I’m not suggesting that 17th century female investors were pickpockets, but they knew what they were doing.
Do you get the feeling these days that history is in constant flux? It all has to do with how past historians emphasized the role of people with whom they identified, omitting the perspective of women, say, or indigenous people and people of color.
The Guardian is good at finding research with a new historical angle, as in today’s article about 17th century female arts investors. Who knew?
Dalya Alberge reported recently on research into the women who bankrolled a rival to the Globe theatre, which we know was famous for Shakespeare’s productions.
“Male performers may have dominated the early modern stage,” Alberge writes, “but female investors were a driving force behind one of the foremost playhouses of the 17th century, according to new research.
“Academics have discovered that women made up a large part of the financial force behind the Fortune theatre, the great rival to the Globe, partly built by the actor for whom Christopher Marlowe wrote plays, and where Thomas Middleton’s dramas were first staged.
“While a few women investors in the Fortune were previously known, it has now been revealed that they made up a third of the playhouse’s financial backers between the mid-1620s and late 1640s.
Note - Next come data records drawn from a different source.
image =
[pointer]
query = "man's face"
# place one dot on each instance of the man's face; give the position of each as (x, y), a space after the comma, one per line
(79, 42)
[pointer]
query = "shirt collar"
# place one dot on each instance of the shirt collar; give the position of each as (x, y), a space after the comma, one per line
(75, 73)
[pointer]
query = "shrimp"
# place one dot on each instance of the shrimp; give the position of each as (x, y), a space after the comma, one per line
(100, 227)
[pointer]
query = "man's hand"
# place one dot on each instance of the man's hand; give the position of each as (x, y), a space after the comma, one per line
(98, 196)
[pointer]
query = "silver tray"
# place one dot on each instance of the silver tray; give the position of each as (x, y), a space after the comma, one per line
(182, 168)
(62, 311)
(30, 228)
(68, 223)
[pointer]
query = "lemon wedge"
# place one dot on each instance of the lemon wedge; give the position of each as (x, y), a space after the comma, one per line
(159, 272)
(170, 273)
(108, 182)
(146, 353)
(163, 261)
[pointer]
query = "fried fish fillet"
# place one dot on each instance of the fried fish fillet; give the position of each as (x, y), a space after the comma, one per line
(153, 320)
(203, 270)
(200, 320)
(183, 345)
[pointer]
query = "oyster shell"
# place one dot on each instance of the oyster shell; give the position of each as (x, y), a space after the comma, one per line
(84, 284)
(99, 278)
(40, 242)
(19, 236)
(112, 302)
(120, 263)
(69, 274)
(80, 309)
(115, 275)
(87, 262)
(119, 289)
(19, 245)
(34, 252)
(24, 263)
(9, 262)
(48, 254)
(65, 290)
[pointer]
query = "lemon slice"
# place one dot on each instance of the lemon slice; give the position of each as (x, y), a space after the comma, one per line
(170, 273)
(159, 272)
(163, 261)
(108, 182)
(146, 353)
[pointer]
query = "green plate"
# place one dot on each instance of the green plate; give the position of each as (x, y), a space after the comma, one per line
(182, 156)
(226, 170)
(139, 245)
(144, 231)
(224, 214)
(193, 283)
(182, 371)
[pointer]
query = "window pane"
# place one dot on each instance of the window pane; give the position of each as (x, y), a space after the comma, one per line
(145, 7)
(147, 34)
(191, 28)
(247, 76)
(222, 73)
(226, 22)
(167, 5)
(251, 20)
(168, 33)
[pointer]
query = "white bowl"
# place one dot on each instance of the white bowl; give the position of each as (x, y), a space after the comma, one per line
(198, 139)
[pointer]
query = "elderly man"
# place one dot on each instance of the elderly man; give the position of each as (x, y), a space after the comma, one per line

Of 71 investors, including the carpenter who had worked on the playhouse, 24 were women and, from time to time, owned the majority of shares. While some inherited theirs, others purchased them for themselves, despite having no previous connection with the theatre.
“Lucy Munro, professor of Shakespeare and early modern literature at King’s College London, told the Observer that, in researching the playhouse, she never expected to discover that women had such a huge financial stake in it. …
“ ‘We know that the people who performed in plays at the Fortune were men and boys, but I find it really exciting that these women thought that the theatre was for them, and that it wasn’t just for men.’
“The Fortune theatre was built in 1600 by Edward Alleyn, one of the foremost actors of his day, and his stepfather-in-law, Philip Henslowe, the most important English theatre owner and manager of the Elizabethan age. …
“Its initial resident company was the Admiral’s Men, on whom James I bestowed the patronage of his son, Prince Henry. Audiences flocked to see plays such as Doctor Faustus by Marlowe and The Roaring Girl by Thomas Dekker and Middleton. The playhouse was named after the Roman goddess of fortune but it was destroyed by a fire in 1621, almost a decade after the Globe burned down.
“The research has been conducted by Munro and Clare McManus, professor of early modern literature and theatre at the University of Roehampton.
“In [an] online post, they write: ‘In order to finance rebuilding the playhouse – this time in brick – Alleyn created a 12-part lease, issuing full and half shares in the second Fortune to investors who paid £83 6s 8d for a full share and £41 13s 4d for a half share. This would be around £11,000 [$13,000] and £5,500 [$6,600] today, so leaseholders had to be relatively well-off.’
“But they add: ‘Most of these women came from what historians have termed the “middling sort” – those who were neither very rich nor very poor. They were the daughters, wives and widows of London tradesmen, officials and actors. Many of them had enough literacy to leave signatures or complex marks on legal documents such as wills and depositions.’ Munro said: ‘These playhouses were vulnerable but, when it was going well, they could make a lot of money.’ …
“The Fortune’s female investors included Margaret Wayte Wigpitt, widow of its bricklayer Thomas, and Elizabeth Pierpoint, a servant whose appreciative mistress had left her two half shares.
“While documentation for early modern playhouse investment rarely survives, original lease documents issued by Alleyn are within the archive of his papers at Dulwich College, the charity he founded in 1619.
“The academics write … ‘These fascinating documents detail the payment – or nonpayment – of rent by the Fortune leaseholders, quarter by quarter, between 1626 and 1649, when the college evicted the leaseholders for nonpayment of rent during the civil war. …
“Asked why the Fortune’s female investment had been overlooked until now, Munro said documents had been ‘almost hiding in plain sight’ in the archives: ‘They are catalogued, but only in an outlined sort of way. I’d actually come across a reference from a scholar saying that the Fortune’s accounts don’t survive. Well, they do.’
“Noting that they also studied wills and other documents at the National Archives at Kew, she believes historians have often stopped researching after reaching 1616, the year of Shakespeare’s death, because they were more interested in him than anything else: ‘But interesting things happened after that.’ ”
Can’t help wondering what else these women were investing in. After all, it was really not entirely new in the 1600s for women to invest. Remember my post of a couple years ago about a female investor back in 1870 BC? Read that here. More at the Guardian, here.
My goodness! I had no idea. I especially liked the term “middling sort.” Also the name “Wigpitt” cracked me up.
Bet you have lists of wonderful names for future use.